Теряясь в догадках относительно того, что бы это могло быть и каким образом оно оказалось в реке, Карбра размотал сверток. По спине таркатанца пробежал мерзкий холодок: перед ним оказался посиневший трупик новорожденной девочки. Карбра был опытным воином, привычным к жутким зрелищам, но от такого и ему стало не по себе. У какого выродка поднялась рука на младенца? Таркатанец подумал, что сделала это явно не мать-детоубийца: женщина, решившая избавиться от нежеланного ребенка, скорее всего, закопала бы его где-нибудь в лесу подальше от людских глаз и уж точно не стала бы класть в роскошный короб и заворачивать в дорогие шелка. Тогда — кто?! Чей это ребенок? Карбре пришла в голову мысль о том, что некий выродок, решив отомстить своим недругам, украл их дитя и утопил его. Тогда почему ребенок был завернут в ткани с головой, а короб закрыт на засов?
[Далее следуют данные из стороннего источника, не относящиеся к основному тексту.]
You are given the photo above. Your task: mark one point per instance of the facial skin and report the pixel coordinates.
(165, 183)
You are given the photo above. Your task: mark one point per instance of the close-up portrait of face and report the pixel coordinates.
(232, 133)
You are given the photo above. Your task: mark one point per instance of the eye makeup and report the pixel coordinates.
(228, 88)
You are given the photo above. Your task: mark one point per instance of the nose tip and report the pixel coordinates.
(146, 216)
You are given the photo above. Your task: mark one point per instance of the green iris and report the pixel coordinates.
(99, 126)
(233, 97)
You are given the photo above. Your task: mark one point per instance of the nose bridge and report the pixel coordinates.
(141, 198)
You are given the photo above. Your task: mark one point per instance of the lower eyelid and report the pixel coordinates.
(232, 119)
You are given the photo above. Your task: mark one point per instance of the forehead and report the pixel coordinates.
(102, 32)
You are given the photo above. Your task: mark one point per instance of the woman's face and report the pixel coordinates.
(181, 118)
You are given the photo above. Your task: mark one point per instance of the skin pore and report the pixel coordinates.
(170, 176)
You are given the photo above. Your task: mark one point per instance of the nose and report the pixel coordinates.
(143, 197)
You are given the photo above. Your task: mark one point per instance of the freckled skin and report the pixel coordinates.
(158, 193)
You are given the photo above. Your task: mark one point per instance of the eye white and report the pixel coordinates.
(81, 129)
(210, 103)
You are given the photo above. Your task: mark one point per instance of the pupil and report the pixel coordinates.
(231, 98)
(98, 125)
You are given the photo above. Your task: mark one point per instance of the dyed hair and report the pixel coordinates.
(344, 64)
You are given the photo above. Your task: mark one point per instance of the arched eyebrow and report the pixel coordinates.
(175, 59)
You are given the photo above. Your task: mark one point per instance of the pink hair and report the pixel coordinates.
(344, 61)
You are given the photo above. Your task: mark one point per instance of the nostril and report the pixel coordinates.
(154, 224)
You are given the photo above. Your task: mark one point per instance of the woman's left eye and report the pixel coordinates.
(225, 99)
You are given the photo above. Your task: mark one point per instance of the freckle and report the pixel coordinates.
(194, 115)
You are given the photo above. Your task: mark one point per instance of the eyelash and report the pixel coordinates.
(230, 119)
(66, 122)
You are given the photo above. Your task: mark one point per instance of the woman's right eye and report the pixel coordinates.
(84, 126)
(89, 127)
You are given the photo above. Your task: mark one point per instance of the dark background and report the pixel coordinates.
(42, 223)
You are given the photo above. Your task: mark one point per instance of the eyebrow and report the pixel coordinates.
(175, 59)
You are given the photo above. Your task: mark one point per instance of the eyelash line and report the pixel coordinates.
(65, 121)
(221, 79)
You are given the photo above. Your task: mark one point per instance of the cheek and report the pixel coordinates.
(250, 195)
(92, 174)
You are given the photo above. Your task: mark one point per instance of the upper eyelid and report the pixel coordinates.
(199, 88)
Или это было человеческое жертвоприношение Старшим Богам? Теряясь в догадках, таркатанец поднял с земли корзинку и пошел с ней в деревню, по дороге думая, что за такое дело виновных надо публично сажать на кол.
***
Не в силах прийти в себя от ужаса и бешенства, Карбра принес страшную находку в храм. Своих детей у него пока не было, но он просто не понимал, у кого могла подняться рука на беззащитного младенца. По обрывку веревки он все же понял, что девочку утопили вполне сознательно. В еще больший ужас он пришел, когда Андар и Саранон объяснили ему, почему это произошло.
— Таков наш обычай, — произнес жрец Аргуса с таким выражением лица, словно речь шла не об убийстве маленьких детей, а о безобидной традиции типа рукопожатия при приветствии. — Уродливое не должно существовать. Зачем ей жить и страдать от своего уродства? Люди стали бы смеяться над ней, она бы вызывала у всех отвращение, и замуж ее никто все равно бы не взял.
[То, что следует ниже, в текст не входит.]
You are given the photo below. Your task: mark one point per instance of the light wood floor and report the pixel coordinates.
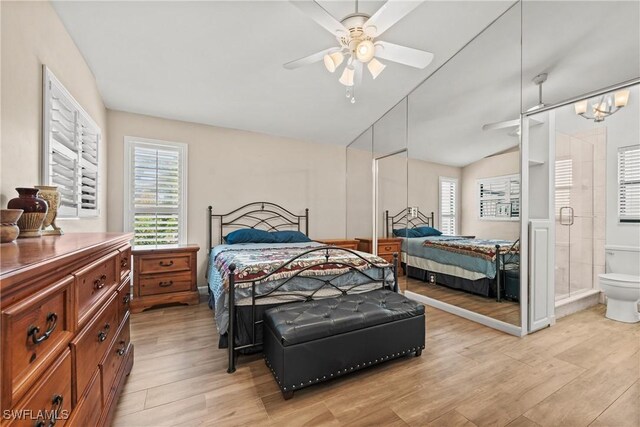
(506, 311)
(583, 371)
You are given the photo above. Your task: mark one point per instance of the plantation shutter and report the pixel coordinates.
(629, 184)
(71, 141)
(448, 208)
(157, 200)
(496, 192)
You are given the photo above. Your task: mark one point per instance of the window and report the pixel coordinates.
(564, 182)
(70, 145)
(629, 184)
(499, 198)
(155, 188)
(448, 205)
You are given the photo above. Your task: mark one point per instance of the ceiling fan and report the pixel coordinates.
(515, 123)
(357, 35)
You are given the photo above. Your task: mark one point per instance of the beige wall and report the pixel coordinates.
(33, 35)
(228, 168)
(502, 164)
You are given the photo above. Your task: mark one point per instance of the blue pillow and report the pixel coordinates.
(249, 235)
(406, 232)
(427, 231)
(289, 236)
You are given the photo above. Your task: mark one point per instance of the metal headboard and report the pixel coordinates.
(260, 215)
(403, 220)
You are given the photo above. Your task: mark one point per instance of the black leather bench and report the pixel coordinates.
(313, 341)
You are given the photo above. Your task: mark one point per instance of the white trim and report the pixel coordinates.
(469, 315)
(442, 179)
(184, 164)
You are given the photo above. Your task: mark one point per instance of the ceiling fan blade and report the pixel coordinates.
(403, 55)
(515, 123)
(357, 65)
(307, 60)
(321, 16)
(390, 13)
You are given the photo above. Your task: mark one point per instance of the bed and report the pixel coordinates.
(247, 279)
(487, 267)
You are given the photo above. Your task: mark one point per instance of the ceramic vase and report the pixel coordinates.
(51, 195)
(8, 224)
(35, 209)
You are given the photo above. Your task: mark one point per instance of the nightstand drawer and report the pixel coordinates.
(164, 283)
(388, 248)
(165, 263)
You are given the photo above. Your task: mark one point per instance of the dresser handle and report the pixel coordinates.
(121, 350)
(100, 282)
(52, 321)
(56, 407)
(103, 334)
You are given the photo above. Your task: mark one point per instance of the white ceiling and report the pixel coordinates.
(220, 63)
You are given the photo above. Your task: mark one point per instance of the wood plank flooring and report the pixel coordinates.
(583, 371)
(506, 311)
Куэтанцы возмущенно переговаривались: кто на чем свет стоит клял зловредные обычаи, кто ужасался действиям родителей, позволивших убить собственное дитя.
— Вы, эденийцы — совсем деградировавшая нация, — смерил Андара презрительным взглядом Ини. — В каком еще месте встретишь настолько тупых моральных уродов, которые будут тыкать в человека пальцем и хохотать из-за его физических недостатков? А уж жену себе только из-за красоты выбирать — вообще ничего глупее не придумаешь. То, какой она человек, вас совсем не волнует?
— Ини, они же считают, что жена — подстилка для мужа, а не спутница жизни, а в подстилке, ясное дело, главное — внешний вид, — хихикнул кто-то еще.
— Мне бы прежде всего хотелось, чтобы моя жена доброй была, а со внешностью уж как повезет, — покачал головой Ини. — Я б и на косой женился, только б не бездельница и не истеричка, тем более когда ты человека действительно любишь, то недостатков внешности уже не замечаешь. Бедный ребенок, если вы, эденийские недоделки, так относитесь ко всем мало-мальски некрасивым людям, то ей действительно лучше умереть еще во младенчестве, не успев осознать того, как ее все обожают!
— Таких родителей я на колу жареными видел, — продолжал злиться Карбра. — За такое дело… Найду виновных — на кол или на жаровню, не меньше.
— Не стоит, Карбра, — неожиданно вмешался молчавший до этого Ане Сойар. — Не трогай этих несчастных.
Таркатанец искренне ужаснулся.
— Они… они своего ребенка утопили, а ты — «не трогай»? Ты что, ума лишился? Что с тобой?
— Ты не понимаешь, Карбра, — эдениец поднялся в полный рост. — Ты здесь не жил. Я жил — до десяти лет. Могу объяснить, в чем тут дело.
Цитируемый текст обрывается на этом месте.